Walking in the light brings two things: “We have fellowship with one another, and the blood of Jesus his Son cleanses us from all sin” (I John 1:7). Christians on a hunt for pleasure begin to walk in the dark, saying all the while that they are in the light, deceiving others–and themselves. They sell out a rich inheritance for a bowl of cold stew. Christians bent on fighting the fight of faith keep short accounts, confess their sins to God and to people, and keep their consciences clear. Satan has no answer to the blood.Those, however, who keep secrets about personal pleasure spend their time in the darkness, Satan’s realm, and they get chewed up, no matter how strong they think they are.

THE WORD OF YOUR TESTIMONY

We are tested through our life just as the heroes of Scripture were. When they passed, as Joseph consistently did, the test became their testimony. They praise the faithfulness of God to keep His word and give them the destiny promised. Joseph became the second most powerful person in the world–one test at a time. He consistently passed, and the faithfulness of God was matched by the faithfulness of a young slave with a heart of integrity. Hear the word of his testimony: “You meant it for evil, but God meant it for good” (Genesis 50:20). No desire for revenge, no unforgiveness clogging the arteries, no sense of victimization for all the suffering he had gone through, just thanksgiving to God that he overcame. You can to. Turn tests that come your way into a testimony by trusting a loving Father to bring you through.

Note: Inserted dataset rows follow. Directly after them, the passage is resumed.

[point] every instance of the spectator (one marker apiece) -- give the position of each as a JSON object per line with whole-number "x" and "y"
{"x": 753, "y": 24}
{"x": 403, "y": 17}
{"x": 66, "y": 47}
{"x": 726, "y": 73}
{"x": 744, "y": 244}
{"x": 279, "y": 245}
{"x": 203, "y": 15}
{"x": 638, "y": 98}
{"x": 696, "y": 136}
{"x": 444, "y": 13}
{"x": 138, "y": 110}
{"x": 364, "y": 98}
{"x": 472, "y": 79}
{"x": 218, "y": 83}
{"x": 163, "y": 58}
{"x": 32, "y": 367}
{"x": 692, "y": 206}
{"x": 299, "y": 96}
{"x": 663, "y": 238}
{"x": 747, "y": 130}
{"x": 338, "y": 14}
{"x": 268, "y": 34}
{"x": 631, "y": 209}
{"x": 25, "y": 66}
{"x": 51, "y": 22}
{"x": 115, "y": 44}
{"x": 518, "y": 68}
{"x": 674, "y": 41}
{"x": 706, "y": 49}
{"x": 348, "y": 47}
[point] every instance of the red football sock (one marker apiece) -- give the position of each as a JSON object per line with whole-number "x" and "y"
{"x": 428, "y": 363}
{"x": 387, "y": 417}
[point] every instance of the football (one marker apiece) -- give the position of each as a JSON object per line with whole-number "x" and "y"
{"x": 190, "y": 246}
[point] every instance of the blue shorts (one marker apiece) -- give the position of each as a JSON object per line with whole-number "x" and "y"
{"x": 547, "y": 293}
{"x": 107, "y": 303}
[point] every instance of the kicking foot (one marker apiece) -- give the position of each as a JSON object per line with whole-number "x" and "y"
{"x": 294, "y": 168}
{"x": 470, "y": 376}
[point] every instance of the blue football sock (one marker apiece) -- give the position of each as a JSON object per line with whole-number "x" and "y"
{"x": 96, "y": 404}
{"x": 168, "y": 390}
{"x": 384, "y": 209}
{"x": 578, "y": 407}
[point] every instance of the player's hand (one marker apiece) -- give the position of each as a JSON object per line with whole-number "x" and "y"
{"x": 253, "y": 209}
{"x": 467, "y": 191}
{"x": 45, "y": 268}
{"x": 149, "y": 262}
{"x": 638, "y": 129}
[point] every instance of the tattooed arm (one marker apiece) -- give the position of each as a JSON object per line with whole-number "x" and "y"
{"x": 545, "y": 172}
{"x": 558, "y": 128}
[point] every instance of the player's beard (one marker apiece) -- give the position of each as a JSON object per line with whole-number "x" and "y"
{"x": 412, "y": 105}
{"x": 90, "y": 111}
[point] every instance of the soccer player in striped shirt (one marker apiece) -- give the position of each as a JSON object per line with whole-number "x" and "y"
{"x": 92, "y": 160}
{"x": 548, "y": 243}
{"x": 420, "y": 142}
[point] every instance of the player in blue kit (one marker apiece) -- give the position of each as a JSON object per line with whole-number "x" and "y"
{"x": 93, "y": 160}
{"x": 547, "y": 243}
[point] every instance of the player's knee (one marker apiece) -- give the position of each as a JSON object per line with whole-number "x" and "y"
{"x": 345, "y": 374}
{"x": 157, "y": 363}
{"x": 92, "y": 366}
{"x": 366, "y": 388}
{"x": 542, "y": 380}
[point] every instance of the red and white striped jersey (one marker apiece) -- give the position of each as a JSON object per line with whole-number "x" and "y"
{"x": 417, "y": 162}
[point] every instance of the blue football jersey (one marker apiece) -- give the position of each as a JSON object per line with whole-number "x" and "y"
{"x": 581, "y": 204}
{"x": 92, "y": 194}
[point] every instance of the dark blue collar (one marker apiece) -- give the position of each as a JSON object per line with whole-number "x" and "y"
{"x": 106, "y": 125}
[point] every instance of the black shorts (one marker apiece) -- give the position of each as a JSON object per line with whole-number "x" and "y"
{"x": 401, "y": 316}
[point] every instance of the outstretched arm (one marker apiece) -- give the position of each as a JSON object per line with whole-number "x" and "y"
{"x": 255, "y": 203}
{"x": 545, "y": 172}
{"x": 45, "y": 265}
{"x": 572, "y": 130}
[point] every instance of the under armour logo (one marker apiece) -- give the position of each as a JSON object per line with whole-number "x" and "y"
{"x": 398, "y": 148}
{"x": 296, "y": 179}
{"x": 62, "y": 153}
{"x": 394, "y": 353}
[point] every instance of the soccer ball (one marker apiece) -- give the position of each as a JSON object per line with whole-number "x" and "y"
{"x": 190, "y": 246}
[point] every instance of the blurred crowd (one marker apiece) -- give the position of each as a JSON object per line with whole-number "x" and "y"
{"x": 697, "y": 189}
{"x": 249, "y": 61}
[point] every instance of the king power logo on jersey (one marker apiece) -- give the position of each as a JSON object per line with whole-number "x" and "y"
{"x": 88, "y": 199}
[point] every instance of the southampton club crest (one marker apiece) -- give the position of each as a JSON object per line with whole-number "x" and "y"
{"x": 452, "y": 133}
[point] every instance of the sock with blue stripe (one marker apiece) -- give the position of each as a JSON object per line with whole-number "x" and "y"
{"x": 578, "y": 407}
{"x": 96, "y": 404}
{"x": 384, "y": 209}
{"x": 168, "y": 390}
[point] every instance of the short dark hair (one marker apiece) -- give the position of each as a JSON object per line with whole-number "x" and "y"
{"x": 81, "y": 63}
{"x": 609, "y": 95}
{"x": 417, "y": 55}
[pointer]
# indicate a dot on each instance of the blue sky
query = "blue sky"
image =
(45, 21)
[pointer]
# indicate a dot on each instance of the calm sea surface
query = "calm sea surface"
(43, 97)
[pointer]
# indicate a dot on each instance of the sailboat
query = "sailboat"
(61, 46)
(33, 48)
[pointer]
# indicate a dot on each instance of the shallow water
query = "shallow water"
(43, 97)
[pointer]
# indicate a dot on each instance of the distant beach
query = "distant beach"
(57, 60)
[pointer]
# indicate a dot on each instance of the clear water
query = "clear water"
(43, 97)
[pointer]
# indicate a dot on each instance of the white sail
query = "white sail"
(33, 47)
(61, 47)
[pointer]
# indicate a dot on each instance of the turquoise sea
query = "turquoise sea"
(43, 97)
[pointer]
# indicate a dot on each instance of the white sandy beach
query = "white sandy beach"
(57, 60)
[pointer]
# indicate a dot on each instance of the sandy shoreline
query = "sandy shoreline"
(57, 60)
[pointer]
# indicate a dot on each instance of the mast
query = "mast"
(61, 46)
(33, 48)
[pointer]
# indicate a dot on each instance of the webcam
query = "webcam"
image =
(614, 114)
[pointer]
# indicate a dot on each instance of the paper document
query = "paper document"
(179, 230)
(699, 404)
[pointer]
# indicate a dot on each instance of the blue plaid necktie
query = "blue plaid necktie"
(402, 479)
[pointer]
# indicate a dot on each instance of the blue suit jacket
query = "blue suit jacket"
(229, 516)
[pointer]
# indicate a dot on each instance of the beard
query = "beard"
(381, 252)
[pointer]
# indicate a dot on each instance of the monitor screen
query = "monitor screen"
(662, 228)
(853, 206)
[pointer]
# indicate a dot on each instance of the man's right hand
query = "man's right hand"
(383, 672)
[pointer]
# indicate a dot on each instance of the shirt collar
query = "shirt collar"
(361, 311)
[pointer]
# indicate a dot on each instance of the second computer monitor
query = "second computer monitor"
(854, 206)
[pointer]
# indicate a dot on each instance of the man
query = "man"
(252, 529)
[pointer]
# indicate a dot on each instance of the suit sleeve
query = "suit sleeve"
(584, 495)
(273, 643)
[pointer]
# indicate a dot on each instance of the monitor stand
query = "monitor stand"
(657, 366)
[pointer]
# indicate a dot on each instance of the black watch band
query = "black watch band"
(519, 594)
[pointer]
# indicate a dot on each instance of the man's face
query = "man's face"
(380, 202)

LOVING NOT YOUR LIFE TO THE POINT OF DEATH.

For Joseph and for every follower of God, the issues is not live or die, but obey or not obey. Threaten this kind of person with death and you get nowhere, because he is not clinging to His life; he is clinging to his Lord. Paul put it this way: “For me to live is Christ, and to die is gain” (Philippians 1:21). How do you take someone down who cannot be scared by death itself. The choice to obey regardless sets you free from the threat of harm or the fear of retaliation. Christ-followers deny themselves and take up their cross–the place of death. What an overcoming life! I try to practice this in my marriage and my ministry. Join me.